A resolution approved today by a coalition of scientists and academics supporting the creation of a renewable energy demonstration center near Boulder City may help Nevada attract clean power providers.

But it also represents a step backward for the Nevada Test Site Development Corporation's effort to fill Eldorado Valley with solar and wind power operations -- a project they began pursuing earlier this year.

Some energy officials waiting for an opportunity to enter Nevada's soon -to-be-deregulated power market were disappointed by the International Energy Foundation's focus on technology demonstration.

"The demonstration mode is past," said Gary Bailey, manager of Duke Solar's Nevada office. The barren dry lake bed in Eldorado Valley is "too good" for energy production to be wasted on a demonstration park.

"This has the potential to be the largest renewable energy park in the world if they wanted it to," Bailey said.

When the test site development firm first pitched the project to Boulder City officials in May the suggestion was the park would be geared exclusively toward power generation. Companies in the proposed park would have access to the power grid, enabling them to sell electricity to consumers as faraway as Arizona and Southern California.

But the resolution approved this morning advocates the creation of a "Green Energy Futures Park" in Boulder City intended to serve as "an educational showcase of world power solutions for the 21st Century (and) act as a focal point for the education of the masses."

NTSDC Vice President George Ormiston agreed that energy production is not a major part of the proposed demonstration center.

"The actual power generation there will be very limited," Ormiston said. "Everyone I talk to is excited about it. It think the trick is to get the land resolved and then talk publicly about how (it will be developed). You can't put the cart before the horse."
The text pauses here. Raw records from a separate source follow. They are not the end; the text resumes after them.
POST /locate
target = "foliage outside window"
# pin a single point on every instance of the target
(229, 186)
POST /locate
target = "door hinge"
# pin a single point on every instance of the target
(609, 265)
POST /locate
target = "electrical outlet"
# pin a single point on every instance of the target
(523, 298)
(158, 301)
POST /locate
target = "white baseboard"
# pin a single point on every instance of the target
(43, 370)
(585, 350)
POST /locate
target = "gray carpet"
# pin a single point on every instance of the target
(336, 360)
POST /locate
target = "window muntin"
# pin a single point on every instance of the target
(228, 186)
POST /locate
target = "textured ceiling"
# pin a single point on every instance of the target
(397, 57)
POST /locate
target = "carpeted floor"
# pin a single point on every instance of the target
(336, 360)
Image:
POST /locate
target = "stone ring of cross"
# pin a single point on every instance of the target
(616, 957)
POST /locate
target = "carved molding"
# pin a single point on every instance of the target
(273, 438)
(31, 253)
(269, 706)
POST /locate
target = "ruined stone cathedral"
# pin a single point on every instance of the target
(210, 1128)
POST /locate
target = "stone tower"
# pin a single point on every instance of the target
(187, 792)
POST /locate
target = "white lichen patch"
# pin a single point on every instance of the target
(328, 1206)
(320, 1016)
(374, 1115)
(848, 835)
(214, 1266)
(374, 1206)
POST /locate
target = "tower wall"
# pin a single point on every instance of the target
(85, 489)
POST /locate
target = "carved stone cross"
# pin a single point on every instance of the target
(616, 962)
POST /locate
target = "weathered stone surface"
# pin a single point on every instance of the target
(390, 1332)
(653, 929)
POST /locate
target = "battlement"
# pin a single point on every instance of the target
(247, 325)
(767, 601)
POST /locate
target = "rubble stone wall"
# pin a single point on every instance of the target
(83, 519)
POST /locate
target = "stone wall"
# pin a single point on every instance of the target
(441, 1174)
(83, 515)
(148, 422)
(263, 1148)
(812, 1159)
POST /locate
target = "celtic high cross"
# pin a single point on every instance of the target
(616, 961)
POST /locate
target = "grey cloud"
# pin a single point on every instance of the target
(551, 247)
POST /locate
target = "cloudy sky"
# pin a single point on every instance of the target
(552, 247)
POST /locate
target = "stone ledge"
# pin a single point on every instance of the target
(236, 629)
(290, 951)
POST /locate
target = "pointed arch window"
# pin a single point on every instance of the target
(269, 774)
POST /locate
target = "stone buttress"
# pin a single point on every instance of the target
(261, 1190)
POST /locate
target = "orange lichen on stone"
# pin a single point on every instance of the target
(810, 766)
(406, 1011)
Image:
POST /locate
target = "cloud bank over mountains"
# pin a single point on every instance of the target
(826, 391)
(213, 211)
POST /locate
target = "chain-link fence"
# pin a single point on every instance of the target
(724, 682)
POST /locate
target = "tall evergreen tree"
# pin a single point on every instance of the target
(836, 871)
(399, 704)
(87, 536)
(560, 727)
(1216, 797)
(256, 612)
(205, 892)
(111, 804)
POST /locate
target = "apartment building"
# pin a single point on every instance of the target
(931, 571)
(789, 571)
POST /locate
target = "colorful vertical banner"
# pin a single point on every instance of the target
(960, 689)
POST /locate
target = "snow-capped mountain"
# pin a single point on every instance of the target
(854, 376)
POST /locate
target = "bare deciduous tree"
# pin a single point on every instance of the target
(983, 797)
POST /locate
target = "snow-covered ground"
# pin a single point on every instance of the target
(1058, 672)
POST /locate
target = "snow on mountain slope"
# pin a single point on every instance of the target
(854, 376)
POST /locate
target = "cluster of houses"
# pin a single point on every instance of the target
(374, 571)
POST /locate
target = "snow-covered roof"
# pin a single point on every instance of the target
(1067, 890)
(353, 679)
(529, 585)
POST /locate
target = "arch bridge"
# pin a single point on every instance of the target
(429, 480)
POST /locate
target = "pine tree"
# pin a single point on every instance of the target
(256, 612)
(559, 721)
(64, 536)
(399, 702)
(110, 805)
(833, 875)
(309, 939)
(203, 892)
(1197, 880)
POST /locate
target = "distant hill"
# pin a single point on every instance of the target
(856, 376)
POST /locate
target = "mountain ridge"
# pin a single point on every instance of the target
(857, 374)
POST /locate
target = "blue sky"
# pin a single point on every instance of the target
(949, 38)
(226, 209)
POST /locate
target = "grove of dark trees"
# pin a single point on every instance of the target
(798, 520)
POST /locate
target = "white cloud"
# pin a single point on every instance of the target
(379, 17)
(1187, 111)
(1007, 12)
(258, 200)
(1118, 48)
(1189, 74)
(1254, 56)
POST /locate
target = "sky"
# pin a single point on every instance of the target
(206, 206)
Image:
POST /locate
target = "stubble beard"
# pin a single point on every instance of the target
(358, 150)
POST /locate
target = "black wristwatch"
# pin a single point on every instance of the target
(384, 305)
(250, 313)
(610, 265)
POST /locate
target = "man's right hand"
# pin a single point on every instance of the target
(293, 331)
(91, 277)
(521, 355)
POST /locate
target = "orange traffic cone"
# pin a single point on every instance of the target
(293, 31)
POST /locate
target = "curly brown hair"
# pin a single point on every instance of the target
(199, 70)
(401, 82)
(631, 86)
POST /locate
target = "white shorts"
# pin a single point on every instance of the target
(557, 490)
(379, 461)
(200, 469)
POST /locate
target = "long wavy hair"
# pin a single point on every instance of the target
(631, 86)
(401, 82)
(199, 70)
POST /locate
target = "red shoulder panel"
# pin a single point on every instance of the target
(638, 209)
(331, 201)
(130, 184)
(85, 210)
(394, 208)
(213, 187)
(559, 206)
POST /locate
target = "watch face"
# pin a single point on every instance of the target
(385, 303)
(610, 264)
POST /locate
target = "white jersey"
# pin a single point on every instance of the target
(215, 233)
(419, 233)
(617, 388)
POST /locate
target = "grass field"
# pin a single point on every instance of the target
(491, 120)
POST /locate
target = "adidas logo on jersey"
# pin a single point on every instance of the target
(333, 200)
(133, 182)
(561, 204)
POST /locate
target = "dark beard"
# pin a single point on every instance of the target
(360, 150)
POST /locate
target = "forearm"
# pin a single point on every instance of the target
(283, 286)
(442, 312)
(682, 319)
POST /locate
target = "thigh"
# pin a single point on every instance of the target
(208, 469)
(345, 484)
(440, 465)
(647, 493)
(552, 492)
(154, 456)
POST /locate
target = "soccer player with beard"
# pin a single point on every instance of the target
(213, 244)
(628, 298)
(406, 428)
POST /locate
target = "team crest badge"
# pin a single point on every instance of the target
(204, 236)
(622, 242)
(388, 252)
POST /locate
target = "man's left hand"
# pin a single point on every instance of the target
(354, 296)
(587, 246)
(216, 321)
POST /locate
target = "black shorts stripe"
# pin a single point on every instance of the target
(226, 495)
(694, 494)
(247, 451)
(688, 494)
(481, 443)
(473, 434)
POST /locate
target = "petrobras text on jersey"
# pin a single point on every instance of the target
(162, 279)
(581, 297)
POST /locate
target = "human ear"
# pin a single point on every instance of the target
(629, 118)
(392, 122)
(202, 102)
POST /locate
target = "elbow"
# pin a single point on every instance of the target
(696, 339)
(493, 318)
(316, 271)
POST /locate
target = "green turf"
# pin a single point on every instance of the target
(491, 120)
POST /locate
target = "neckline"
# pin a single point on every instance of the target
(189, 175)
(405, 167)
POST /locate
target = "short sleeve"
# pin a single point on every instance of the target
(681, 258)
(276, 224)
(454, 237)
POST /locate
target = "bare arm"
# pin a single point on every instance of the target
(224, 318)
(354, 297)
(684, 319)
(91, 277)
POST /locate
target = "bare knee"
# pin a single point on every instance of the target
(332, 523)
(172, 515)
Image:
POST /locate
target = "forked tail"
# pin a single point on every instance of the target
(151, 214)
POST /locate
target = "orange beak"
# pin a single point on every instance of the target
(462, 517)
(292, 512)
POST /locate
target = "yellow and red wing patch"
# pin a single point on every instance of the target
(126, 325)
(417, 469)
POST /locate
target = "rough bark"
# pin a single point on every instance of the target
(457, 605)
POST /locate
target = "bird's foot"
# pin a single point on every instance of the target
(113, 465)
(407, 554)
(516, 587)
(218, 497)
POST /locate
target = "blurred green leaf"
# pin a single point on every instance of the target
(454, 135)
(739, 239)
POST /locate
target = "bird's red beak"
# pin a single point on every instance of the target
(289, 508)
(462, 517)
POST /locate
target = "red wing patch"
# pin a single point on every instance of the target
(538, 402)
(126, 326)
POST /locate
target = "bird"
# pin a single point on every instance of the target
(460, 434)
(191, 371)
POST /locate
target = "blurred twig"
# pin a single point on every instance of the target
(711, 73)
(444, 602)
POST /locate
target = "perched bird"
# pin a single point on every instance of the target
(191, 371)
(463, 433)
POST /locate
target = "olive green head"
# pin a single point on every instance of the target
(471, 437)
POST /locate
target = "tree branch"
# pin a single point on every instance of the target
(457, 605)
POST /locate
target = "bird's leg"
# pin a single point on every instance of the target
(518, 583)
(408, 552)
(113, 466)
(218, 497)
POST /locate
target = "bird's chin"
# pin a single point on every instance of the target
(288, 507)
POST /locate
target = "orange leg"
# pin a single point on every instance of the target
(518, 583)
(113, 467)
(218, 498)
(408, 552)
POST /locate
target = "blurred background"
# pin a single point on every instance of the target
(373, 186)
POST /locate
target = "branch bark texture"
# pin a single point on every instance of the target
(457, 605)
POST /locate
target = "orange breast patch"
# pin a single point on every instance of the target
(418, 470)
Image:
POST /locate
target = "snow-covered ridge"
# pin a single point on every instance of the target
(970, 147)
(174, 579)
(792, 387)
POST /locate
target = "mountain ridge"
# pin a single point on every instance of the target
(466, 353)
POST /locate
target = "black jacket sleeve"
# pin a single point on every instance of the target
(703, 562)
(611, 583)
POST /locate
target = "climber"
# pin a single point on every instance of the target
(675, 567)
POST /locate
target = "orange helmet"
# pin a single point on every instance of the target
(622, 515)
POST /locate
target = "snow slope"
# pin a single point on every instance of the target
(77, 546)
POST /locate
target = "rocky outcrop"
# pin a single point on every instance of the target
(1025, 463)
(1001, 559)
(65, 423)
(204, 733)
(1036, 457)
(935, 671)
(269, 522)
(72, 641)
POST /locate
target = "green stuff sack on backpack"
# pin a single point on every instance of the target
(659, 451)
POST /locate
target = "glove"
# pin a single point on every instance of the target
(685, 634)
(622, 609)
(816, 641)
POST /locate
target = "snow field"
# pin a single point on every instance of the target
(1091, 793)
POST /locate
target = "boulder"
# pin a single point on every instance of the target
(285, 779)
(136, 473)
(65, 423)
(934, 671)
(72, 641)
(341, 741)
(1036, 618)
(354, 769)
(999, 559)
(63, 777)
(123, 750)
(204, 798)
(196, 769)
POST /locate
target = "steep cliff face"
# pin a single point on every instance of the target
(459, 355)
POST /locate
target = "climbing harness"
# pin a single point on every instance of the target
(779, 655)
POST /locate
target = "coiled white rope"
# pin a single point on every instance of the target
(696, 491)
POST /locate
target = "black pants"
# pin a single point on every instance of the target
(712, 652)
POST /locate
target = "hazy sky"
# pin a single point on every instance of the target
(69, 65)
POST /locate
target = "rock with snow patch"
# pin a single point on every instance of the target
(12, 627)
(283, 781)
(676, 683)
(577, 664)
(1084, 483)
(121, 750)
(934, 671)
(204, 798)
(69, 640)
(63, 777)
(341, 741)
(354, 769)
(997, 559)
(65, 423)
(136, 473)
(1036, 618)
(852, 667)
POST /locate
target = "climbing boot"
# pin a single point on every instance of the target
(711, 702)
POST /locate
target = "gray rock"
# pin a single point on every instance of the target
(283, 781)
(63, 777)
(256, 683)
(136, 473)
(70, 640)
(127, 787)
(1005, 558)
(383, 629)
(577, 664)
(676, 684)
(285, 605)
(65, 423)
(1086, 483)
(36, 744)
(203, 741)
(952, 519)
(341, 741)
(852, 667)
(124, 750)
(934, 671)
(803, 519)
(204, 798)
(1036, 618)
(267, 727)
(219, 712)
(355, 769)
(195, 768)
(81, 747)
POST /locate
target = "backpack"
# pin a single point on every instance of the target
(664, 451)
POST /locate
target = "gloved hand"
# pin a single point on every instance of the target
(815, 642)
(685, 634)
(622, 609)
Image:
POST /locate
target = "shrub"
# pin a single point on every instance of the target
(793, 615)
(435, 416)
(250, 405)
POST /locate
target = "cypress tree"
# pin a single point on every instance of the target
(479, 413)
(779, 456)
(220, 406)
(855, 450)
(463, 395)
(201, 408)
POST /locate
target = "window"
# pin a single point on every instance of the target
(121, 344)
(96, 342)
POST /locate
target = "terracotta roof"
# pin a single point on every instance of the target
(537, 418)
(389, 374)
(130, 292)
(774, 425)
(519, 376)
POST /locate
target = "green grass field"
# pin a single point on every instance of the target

But he hinted with a wink that a "second phase" expected to focus on energy production could be next.

The NTSDC, which entered into a memorandum of understanding with Boulder City officials last month, is still negotiating the terms of a lease on 300 acres in Eldorado Valley.

No partners have joined the NTSDC in the proposed project. The nonprofit agency is faced with attracting participants after the lease agreement is struck.

Although 2,500 acres in the Eldorado Valley were designated by Boulder City as a "renewable technology park" in 1995 when the town purchased 66 square miles from the U.S. Bureau of Land Management the only company that has located in the valley is a gas-powered power plant -- opposed by more than 1,000 residents concerned with air pollution.

The owner of that plant, a partnership of Sempra and Reliant Energy known as El Dorado Energy, is now negotiating with Boulder City officials for a second gas-fired power plant.

The resolution was announced this morning at a press conference attended by Boulder City Mayor Bob Ferraro, NTSDC President and CEO Tim Carlson and Peter Catania, chairman of the International Energy Foundation.